第7話
黄色い光が弾け飛んだ。風が耳元を幾筋も切り裂いていった。
死んだ、と思った。
けれども、爆発が収まった中で僕は生きていた。
「ウズラ!」
「ボク、しっかり守れたね」
盾を構えたウズラは誇らしげに笑った。
「おいらもだぞ!」
スターの声が響く。少し前方に、魔法の壁ができていた。それが爆発の威力を和らげたのだろう。
ミミズの姿は跡形もなくなっていた。僕らは、しばらく無言で立ち尽くすしかなかった。
「主、進もうぜ!」
最初に口を開いたのは、スターだった。
「うん、ボクも頑張るから」
「気にするな。元々おいらたちはそういう存在なんだ」
二人が、歩き出した。僕は、すぐに追いかけることはできなかった。
「もうすぐだ」
またミミズが出てきたらどうしようかと思ったけれど、それは大丈夫だった。あれだけ大きなものだから、魔法使いもそうそうは生み出せないのだろう。スターの魔法で穴を大きくしながら、僕らは敵の巣を侵攻していった。

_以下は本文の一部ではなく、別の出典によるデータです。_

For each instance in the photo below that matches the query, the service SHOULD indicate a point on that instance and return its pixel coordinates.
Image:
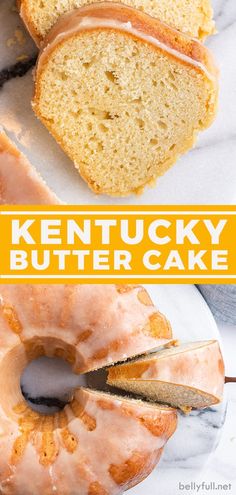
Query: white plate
(197, 435)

見かけるのは普通の働き蟻ばかりだった。他の戦力はおとりのキノコ兵たちのところに行っているのか、元々そんなにいなかったのか。
もうすぐ、女王様の部屋にたどり着けるはずだ。
「いよいよだねえ。どんな人かねえ、女王様は。おいらわくわくしちゃうな」
「ボクも楽しみ」
幾つもの部屋を通り過ぎ、ついに大きな穴の前にたどり着いた。久しぶりだ。元々ここは僕ら一族の巣であり、敵に奪われた。僕はかつて、ここで生まれた。そして将来の女王様の夫候補として、育ってきたのである。
女王様と結ばれることはなかった。けれども僕は今でも、女王様を敬愛している。
魔法の力を得たことで、助けに来ることができた。キノコ者たちは本当によく頑張ってくれた。
「さあ、行こう」
僕達三人は、その部屋へと歩みを進めた。